Yes, my addiction is that bad! The thought of living inland has always felt suffocating. Even my occasional inland travels, such as the February yoga retreat in the Sahara, make me feel a bit uneasy. Generally a week is the max I can spend away from the coast without getting jittery.

So in early 2000s I studied for two years at Palomar College near the famous surfer city of San Diego, California. I then transferred schools and two years later got my bachelor’s degree from Flagler College in the tiny coastal town of St. Augustine, Florida. Since Flagler didn’t offer a degree in journalism, I had to settle for studying communication. But at least I was able to spend my days off rollerblading to the beautiful nearby beach! Now that would not have been possible at the Missouri School of Journalism, probably the most famous J-school in the US.

So basically I had to make the choice between a quality education and a quality beach – and I chose the latter. Was it the smartest thing to do career-wise? Maybe not, though the classes at Flagler were definitely good too and I learned a lot. Did I love my life in California and Florida to the fullest? You bet.

And I won’t lie – it was the images of eye-achingly white stretches of sand and unreal turquoise waters that got me thinking that the Maldives would be an amazing place to teach journalism in 2010 with the help of the Davis Projects for Peace grant. That, and the fact that the country had just gotten freedom of speech in 2008 and the residents were in dire need of media education. Lucky me, my proposal got selected for the grant as one of 11 out of 50 applications.

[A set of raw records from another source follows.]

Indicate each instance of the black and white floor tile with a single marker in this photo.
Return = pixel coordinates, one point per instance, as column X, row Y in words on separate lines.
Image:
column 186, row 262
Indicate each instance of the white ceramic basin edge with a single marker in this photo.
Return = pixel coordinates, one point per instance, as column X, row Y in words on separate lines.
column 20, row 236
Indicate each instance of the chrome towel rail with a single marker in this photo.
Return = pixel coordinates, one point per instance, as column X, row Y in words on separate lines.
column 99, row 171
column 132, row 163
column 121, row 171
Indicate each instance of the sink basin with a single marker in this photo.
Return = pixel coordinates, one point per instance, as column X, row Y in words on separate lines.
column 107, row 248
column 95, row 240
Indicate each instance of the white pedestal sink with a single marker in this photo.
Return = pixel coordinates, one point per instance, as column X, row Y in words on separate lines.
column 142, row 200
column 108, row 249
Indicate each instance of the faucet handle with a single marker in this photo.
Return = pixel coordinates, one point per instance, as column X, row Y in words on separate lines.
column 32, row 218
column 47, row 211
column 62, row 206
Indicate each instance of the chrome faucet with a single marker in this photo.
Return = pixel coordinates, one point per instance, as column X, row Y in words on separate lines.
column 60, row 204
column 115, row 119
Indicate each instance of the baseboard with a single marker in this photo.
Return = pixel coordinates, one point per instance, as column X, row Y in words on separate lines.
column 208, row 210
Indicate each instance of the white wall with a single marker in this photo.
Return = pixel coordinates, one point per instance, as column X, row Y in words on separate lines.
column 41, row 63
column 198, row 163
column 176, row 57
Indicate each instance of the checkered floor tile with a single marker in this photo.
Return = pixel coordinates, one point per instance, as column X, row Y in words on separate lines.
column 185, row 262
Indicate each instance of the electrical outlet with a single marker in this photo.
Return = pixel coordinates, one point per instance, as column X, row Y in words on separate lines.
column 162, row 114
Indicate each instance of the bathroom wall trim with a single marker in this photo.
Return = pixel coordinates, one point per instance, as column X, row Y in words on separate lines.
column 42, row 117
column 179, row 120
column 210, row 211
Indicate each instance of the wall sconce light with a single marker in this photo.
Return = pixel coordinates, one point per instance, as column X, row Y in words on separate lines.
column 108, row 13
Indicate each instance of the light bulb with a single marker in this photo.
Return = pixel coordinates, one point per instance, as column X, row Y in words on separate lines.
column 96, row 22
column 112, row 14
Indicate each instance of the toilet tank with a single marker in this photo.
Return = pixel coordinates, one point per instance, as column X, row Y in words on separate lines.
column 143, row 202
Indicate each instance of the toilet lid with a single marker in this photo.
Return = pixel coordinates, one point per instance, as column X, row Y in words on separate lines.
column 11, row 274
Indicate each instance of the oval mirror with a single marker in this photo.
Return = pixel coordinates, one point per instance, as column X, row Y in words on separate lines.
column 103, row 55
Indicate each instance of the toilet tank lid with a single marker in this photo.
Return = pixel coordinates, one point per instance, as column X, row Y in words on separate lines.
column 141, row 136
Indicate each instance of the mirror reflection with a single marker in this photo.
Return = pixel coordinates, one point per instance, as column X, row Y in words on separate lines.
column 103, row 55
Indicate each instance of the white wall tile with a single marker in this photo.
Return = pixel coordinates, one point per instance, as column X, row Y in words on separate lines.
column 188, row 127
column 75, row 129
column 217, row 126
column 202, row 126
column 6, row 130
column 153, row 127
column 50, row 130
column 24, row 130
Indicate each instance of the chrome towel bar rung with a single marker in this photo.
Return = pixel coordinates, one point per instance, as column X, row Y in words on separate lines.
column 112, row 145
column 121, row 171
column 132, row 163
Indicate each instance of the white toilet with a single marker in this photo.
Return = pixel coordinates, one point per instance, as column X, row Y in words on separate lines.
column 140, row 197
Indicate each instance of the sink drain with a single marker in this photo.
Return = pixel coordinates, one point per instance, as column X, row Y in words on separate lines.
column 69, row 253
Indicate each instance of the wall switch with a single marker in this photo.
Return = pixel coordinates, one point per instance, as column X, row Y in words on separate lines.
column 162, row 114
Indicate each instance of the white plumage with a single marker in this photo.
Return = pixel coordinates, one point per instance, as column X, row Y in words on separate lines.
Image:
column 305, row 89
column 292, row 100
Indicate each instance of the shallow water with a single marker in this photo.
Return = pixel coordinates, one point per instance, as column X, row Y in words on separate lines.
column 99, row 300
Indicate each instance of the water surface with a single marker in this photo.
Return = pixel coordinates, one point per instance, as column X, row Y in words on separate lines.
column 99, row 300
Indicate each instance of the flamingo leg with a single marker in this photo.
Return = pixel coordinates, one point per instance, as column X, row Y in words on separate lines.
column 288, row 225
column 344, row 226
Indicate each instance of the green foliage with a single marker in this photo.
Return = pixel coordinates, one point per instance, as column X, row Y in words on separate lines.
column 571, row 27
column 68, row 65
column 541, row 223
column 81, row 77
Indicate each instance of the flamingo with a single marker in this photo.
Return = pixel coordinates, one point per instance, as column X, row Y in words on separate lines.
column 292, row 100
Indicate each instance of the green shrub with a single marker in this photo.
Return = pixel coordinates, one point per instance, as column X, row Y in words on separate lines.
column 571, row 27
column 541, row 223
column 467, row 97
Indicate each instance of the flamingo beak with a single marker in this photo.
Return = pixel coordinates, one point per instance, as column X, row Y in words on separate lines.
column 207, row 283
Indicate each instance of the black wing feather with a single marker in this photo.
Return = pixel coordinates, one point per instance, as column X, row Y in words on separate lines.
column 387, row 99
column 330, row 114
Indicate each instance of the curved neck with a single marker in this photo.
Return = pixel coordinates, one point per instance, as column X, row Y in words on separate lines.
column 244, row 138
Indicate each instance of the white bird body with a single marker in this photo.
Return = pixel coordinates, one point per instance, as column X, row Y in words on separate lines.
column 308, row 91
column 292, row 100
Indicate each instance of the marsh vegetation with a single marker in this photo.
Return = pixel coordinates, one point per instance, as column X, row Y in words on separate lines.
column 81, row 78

So for two months I taught workshops in this tropical island nation together with my super talented photographer-videographer friend Mariana Keller. The experience was truly unique: I loved being able to share my knowledge with the local journalists and to train them in our common craft. But yet somehow what I remember the best from those months is the amazing scenery that words cannot describe:

Ahhh. Pure bliss.

It may come as no surprise that it was this trip to the Maldives that solidified my decision to continue on the freelancing path. Sure, it may not be the best paid job out there or one that is for the faint of heart due to its irregularity. But then what other job would allow me adequate beach time whenever I felt a pressing need to hug a palm tree? If you hear of one, please let me know. Until then, you’ll likely find me typing away on some tropical beach.

So who else wants to confess to being a full-blown beachoholic?? (Yes! There’s even a song for us!) What kinds of sacrifices have you made in your life in order to keep your feet in the sand as often as possible?